Questa volta il detto del «non c'è due senza tre» non è stato rispettato. Dopo le vittorie di Udine con il Pordenone e contro il Cosenza, domenica pomeriggio a Chiavari, nella gara che avrebbe potuto far decollare il Delfino, è arrivata invece un battuta d'arresto meritata. Contro la Virtus Entella, i biancazzurri hanno offerto una prova sbiadita in novanta minuti contrassegnati da tanti errori e da una evidente sterilità offnsiva. Sul più bello Fiorillo e compagni hanno così segnato il passo, con la prima sconfitta della gestione Legrottaglie.
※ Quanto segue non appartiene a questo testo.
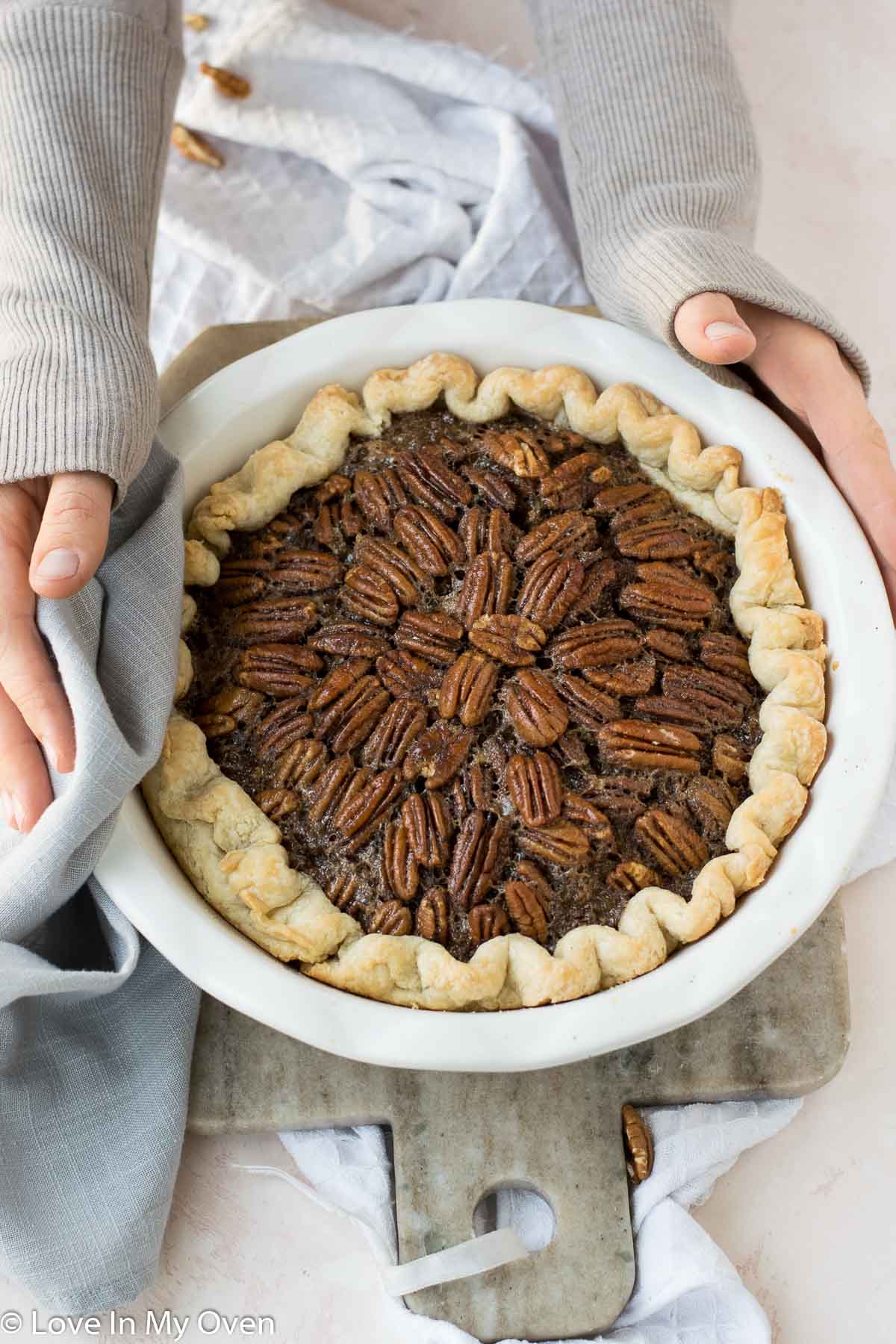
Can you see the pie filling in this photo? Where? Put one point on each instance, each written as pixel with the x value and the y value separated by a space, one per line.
pixel 484 679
Le scelte operate dal trainer abruzzese al tirar delle somme non hanno portato i frutti sperati. Bruno, comunque sufficiente, non ha le caratteristiche di Palmiero che non ha oggi in rosa un sostituto naturale. In attacco Galano e Maniero, quasi mai serviti a dovere, non sono riusciti mai a pungere, mentre dopo l'infortunio di Pucciarelli, è venuto di fatto a mancare il sostituto di Machin che aveva garantito al Pescara qualità di gioco e gol. Urge a questo punto l'arrivo di una punta che possa andare a rinforzare un reparto che anche numericamente è ridotto, con due sole punte centrali. Il tutto senza dimenticare le amnesie nelle retrovie di una squadra che conta, numeri alla mano, la quarta peggior difesa del torneo.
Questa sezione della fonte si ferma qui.